Cash or Friends? Where are Your Priorities?


friendship money warrior spirit work

This comment—that I was exceptionally dedicated to my friend—made me stop and think about all the sacrifices I’m making in order to make the trip. In truth, there are a lot. I’m giving up 4 days of work, and undertaking two 9+ hour drives. But I am and have been looking forward to the trip since we arranged it a month ago.

I started wondering what about my commitment to my friend seems so exceptional. The fact that I’m willing to give up a lot of money to spend time with him might seem a bit extreme I guess, especially in our society. But friendship seems much more valuable, and certainly contributes much more to my happiness than money ever did. The drive hardly seems like a sacrifice, since we will get to talk the whole way down. As the Irish saying goes (something like), a friend makes a journey half as long.

To ease the burden of a loved one, I’d give up a bit of cash and make a long journey in a heartbeat. I don’t think that should be an exceptional idea. I don’t think that we should attract notice because we are willing to go to great lengths for our friends and family. And yet, I feel like we are often distanced from those who matter the most to us. A work obligation often takes the highest priority. Money and cash trump all.

I do believe in doing good work, and standing behind your craft. Certainly, we should not shirk our obligations just to hang out with friends, but when money or convenience come to dominate our value system, I think it is time to reassess how we order our priorities.

A Happiness Economy

An economy based on happiness, which sounds fanciful, is actually being discussed by leading social thinkers as a necessary alternative to the current capitalistic system that encourages us to work ourselves to death and rewards nothing by profitability.

It would completely re-order the values we grow up with to place connection and relationships at the center of our world, with money somewhere in the back. Businesses and ideas would be judged not by how much money they make, or how easy/thought-free they are, but by how much they enrich our lives and add beauty to the world.

It is a little utopian, but I don’t think it’s really the paradise most people think it is. We’d still have to work a lot. We’d probably spend less and own less.

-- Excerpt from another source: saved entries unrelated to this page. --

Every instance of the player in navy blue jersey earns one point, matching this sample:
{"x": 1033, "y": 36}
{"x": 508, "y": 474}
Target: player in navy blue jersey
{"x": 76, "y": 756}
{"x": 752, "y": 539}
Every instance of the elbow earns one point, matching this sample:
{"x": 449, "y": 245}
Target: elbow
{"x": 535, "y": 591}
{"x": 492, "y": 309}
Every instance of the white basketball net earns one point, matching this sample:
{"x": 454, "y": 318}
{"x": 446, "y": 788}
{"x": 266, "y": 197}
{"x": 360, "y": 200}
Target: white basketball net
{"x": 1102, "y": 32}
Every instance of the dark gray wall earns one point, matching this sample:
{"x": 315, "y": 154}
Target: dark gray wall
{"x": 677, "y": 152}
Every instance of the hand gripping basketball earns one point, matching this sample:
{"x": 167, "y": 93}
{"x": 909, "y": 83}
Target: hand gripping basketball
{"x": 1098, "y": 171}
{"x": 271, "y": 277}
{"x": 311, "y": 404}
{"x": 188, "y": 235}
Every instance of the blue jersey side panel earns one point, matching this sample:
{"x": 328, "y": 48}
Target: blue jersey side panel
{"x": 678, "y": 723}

The difference is that our time would be spent on more meaningful pursuits that hoarding money.

I guess it comes down to what you wish you’d done more of during your lifetime. Imagining myself looking back, I realized that I didn’t want to say, “I wish I had spent more time with my best friend instead of working so much.” I didn’t want to remember that I had made money a priority over my friends, even in trivial things like accompanying them on 18 hour errands.